Растерявшись от мысли, что кто-то не спит в такой час, послушник прервал свой труд и направился к створкам дубовых ворот, обитых позеленевшими от времени медными листами.
Удар повторился. Маленькое окошечко распахнулось, и Иаков увидел лицо мужчины: уже не молодое, но ещё и не старое, с резкими чертами и взглядом, каким волк наблюдает со стороны, – без угрозы или опаски, а просто изучая то, что представляет интерес.
– Мне нужно как можно скорее увидеть вашего настоятеля, – вместо приветствия, с причудливым говором, бросил незнакомец, не уделяя парню особого внимания.

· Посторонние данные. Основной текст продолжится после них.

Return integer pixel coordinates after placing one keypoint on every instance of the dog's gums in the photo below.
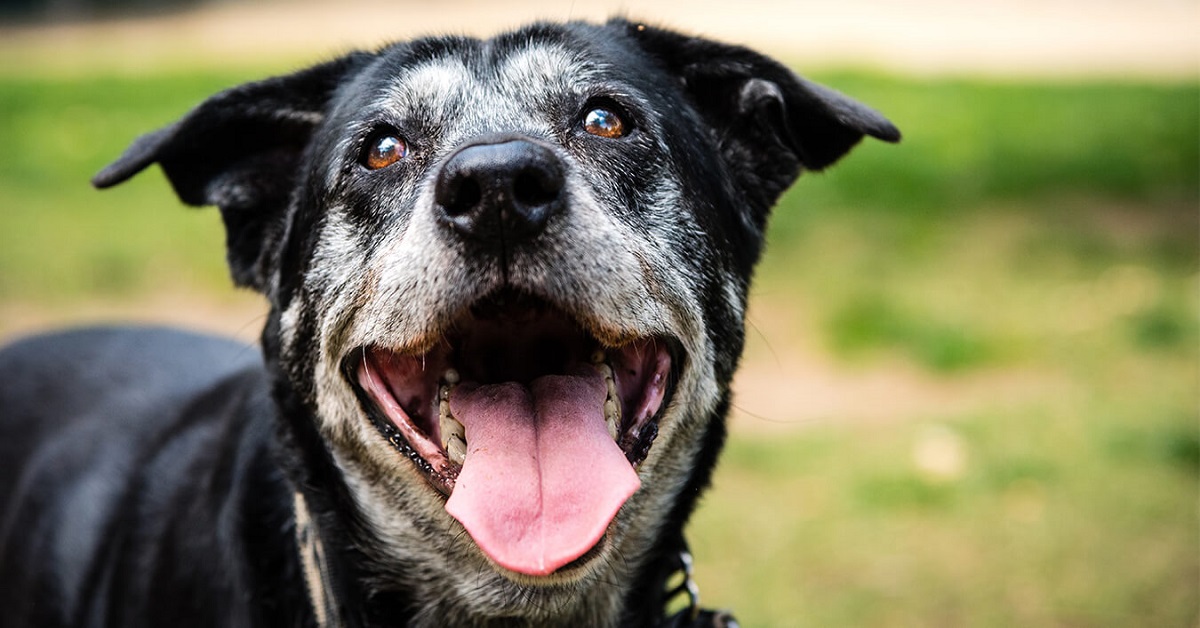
(526, 423)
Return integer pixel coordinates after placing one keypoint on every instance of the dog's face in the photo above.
(508, 281)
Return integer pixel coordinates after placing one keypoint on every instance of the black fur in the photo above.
(147, 476)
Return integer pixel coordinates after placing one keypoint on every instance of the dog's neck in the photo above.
(646, 608)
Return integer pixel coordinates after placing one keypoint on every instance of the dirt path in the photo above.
(1110, 37)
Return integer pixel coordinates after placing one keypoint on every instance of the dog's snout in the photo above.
(499, 192)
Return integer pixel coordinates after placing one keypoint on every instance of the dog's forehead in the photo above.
(490, 81)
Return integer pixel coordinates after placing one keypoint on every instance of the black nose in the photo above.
(499, 192)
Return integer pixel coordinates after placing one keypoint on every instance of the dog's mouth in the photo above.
(527, 422)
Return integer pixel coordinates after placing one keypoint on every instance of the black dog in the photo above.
(507, 281)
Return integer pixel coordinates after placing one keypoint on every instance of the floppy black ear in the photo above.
(768, 120)
(240, 150)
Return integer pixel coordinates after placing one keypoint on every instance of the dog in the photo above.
(507, 283)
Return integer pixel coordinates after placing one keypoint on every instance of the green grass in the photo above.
(1036, 231)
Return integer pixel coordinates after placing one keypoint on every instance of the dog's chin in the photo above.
(529, 425)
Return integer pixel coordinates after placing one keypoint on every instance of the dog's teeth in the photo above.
(450, 425)
(611, 418)
(456, 449)
(605, 370)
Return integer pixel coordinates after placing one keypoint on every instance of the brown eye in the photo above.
(385, 150)
(604, 123)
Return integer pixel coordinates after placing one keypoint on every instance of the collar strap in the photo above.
(316, 567)
(690, 616)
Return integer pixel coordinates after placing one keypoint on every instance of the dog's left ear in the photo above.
(768, 120)
(240, 150)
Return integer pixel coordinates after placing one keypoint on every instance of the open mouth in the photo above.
(529, 424)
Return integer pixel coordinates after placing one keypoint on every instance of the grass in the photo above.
(1044, 231)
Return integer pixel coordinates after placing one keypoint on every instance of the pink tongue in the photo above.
(543, 478)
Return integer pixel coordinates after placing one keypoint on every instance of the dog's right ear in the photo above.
(240, 150)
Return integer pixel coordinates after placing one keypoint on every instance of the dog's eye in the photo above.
(383, 150)
(604, 123)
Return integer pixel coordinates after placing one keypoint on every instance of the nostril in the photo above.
(534, 187)
(462, 196)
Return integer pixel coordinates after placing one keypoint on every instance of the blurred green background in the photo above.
(1000, 316)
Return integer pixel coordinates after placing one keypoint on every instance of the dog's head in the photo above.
(508, 282)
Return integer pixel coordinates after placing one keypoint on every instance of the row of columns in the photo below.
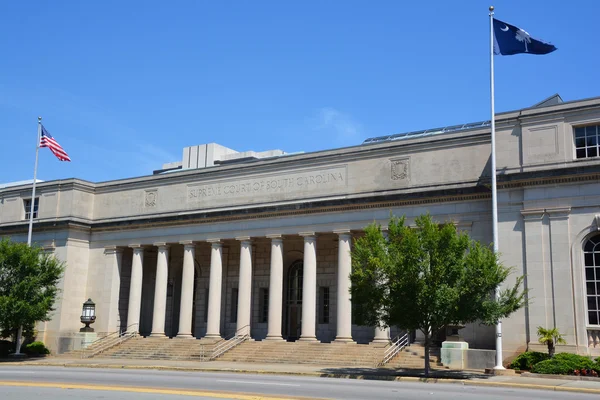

– Так ведь рано ещё, почти все спят. Утренняя служба будет нескоро, – присматриваясь к человеку, ответил Иаков. На вид незнакомец был простолюдином, по запаху – тоже, однако что-то неуловимо выдавало в нём то, что он не так прост, как кажется на первый взгляд.
– Я второй раз повторять не намерен. У меня важное дело, ступай и разбуди этого старого пердуна. Да поторапливайся! Я проскакал кучу миль, дня два уже в пути, нормально не ел и не спал! – встретив не столько встревоженный, сколько обескураженный взгляд молодого человека, незнакомец чертыхнулся и, засунув руку в портупейную сумку, вскоре протянул свиток, запечатанный сургучом. – Я действую от имени Святого Престола, все монастыри обязаны обеспечивать мне бесплатный постой и оказывать содействие в работе. Можешь сам убедиться… Если ты, конечно, умеешь читать.
Последнее было добавлено уже с явной издёвкой.
– Умею, – этот человек определённо не нравился Иакову, однако молодому послушнику хватало мудрости не судить о нём в целом по первому впечатлению. – Хорошо, я сейчас передам, ждите тут.